The original plan was to have students continue on with the same graph of their square that we've been working with for a week now and determine the relationship between the coordinates of the endpoints of the diagonals and the coordinates of the midpoint. Students being what they are (teenagers), so many of them have lost their graphs or made such a mess of them that to continue working with the same data would be a fruitless venture.
Instead, I took the classes to the computer lab to do the same activity using Geometer's Sketchpad. As much as I love GSP, I don't love trying to teach students how to use it. It's an incredibly powerful program, which means there are a TON of little things you need to know how to deal with if you want to get consistent results. Sadly, even with the most direct instructions, my students see the program as an obstacle and will often quit at the first sign of struggle.

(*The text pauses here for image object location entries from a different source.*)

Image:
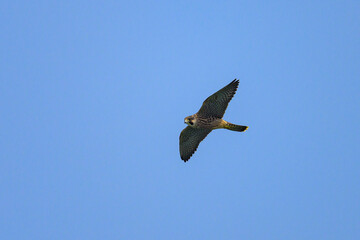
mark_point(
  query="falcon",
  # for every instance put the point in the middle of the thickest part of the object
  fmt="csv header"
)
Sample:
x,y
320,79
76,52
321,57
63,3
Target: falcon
x,y
208,118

In the end, most students got the construction created successfully, but struggled with the discovery aspect of the activity. Most of them really fight the idea of being creative in math, they are so accustomed to being spoon fed a procedure which must be learned and memorized to be regurgitated later, that the freedom to create something new is a foreign concept in this specific environment.
Some students did arrive at the idea of "middle," but couldn't make the mathematical leap to the idea of 'average' (further reinforcing my suspicion that even students who are generally "successful" in math have little idea what they're actually doing).
I will adapt the instructions to include more scaffolding, specifically the suggestion that the x coordinates should be considered separate from the y coordinates.